Errors that prevent the stream from starting are returned as JSON with the standard envelope.

Rate limits

Limits stack — the strictest one wins. The numbers below are the production defaults; per-tenant overrides may apply on paid plans.

ScopeLimit
Per-IP (global)100 req/min
Per-API-key60 req/min sliding window
Per-IP (chat stream)20 msg/min
Per-tenant10 simultaneous streams
Per-tenant/day$2 soft (warn header) / $5 hard (429)
Per-session50 messages total over 15 min TTL

A 429 response carries Retry-After (seconds) and the standard error envelope (see below) with code: "rate_limit_exceeded" or code: "plan_limit_exceeded".

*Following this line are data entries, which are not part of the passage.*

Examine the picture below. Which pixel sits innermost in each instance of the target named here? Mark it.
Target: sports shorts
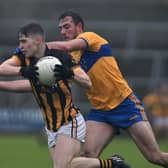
(75, 129)
(124, 115)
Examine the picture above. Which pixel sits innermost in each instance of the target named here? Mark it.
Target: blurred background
(137, 31)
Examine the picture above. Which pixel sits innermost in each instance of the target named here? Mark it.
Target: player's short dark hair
(75, 16)
(31, 29)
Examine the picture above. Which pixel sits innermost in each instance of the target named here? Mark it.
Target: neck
(41, 51)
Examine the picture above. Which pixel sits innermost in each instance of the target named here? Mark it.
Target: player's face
(28, 45)
(68, 29)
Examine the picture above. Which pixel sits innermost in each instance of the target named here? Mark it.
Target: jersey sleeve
(16, 59)
(93, 40)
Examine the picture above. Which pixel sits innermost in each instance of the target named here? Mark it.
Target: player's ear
(38, 40)
(79, 27)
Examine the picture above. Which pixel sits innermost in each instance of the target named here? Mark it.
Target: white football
(46, 69)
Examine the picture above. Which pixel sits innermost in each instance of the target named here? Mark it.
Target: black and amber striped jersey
(109, 88)
(55, 104)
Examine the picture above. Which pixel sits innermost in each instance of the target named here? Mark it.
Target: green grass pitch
(28, 152)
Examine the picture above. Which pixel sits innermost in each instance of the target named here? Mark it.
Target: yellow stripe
(59, 111)
(48, 110)
(137, 104)
(68, 97)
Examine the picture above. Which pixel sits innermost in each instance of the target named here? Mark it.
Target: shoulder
(92, 34)
(92, 37)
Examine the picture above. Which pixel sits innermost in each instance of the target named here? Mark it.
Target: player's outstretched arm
(82, 78)
(15, 86)
(75, 44)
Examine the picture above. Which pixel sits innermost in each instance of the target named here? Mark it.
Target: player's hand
(29, 72)
(63, 72)
(18, 51)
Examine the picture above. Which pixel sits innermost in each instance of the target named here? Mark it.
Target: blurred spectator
(156, 104)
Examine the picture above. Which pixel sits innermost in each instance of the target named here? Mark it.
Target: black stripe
(53, 110)
(40, 101)
(62, 102)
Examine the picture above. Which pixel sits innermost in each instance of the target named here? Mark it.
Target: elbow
(89, 84)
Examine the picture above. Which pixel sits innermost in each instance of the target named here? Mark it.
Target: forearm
(8, 68)
(82, 79)
(71, 45)
(15, 86)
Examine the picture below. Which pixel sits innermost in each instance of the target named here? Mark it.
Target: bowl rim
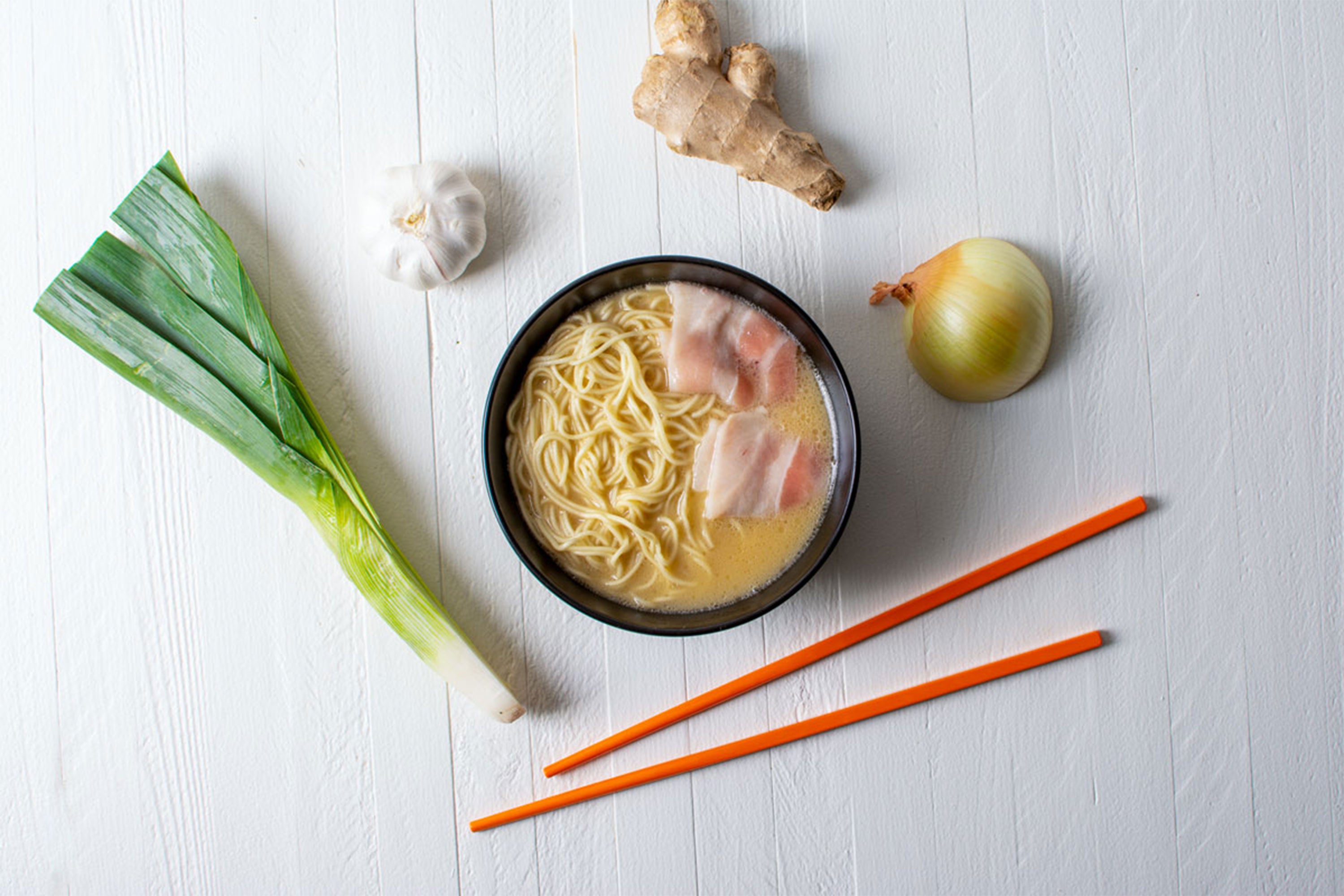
(619, 622)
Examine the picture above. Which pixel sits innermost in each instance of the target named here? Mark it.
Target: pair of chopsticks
(819, 650)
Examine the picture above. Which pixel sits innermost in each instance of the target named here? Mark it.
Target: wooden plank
(34, 825)
(124, 594)
(393, 450)
(734, 804)
(1116, 581)
(324, 667)
(238, 555)
(471, 322)
(1195, 477)
(620, 220)
(812, 812)
(557, 656)
(1276, 435)
(910, 193)
(1316, 143)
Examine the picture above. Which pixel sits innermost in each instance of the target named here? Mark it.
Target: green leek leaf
(183, 323)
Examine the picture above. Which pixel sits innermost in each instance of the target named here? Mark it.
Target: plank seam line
(971, 103)
(374, 839)
(1232, 452)
(1152, 440)
(518, 566)
(1297, 265)
(433, 440)
(42, 394)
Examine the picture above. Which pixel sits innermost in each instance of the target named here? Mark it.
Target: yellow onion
(978, 319)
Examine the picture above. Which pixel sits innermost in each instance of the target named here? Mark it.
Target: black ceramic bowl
(530, 340)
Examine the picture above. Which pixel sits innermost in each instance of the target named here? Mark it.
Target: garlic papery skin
(978, 319)
(421, 225)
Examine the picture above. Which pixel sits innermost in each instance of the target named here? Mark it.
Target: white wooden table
(195, 700)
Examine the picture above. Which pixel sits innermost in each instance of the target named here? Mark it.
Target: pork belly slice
(722, 346)
(749, 466)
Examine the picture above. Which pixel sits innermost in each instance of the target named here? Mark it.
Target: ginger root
(729, 119)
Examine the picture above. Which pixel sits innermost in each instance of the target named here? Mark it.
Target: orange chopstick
(799, 730)
(857, 633)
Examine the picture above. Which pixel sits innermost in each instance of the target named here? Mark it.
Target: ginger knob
(730, 119)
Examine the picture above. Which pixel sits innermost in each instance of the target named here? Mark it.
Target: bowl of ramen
(671, 445)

You can read current consumption via GET /v1/usage (auth: API key with billing:read scope).

Errors

All error responses share one top-level envelope — fields are not nested under an error object:

{
"code": "schema_validation_failed", // stable machine-readable code
"message": "...", // human-readable; do not parse
"http": 400, // HTTP status, mirrored for convenience
"details": { /* code-specific */ } // optional; e.g. Ajv issues array for validation errors
}

The request id is returned as the x-request-id response header, not in the body — include that header value in support tickets.

Codes are stable across versions; messages are not.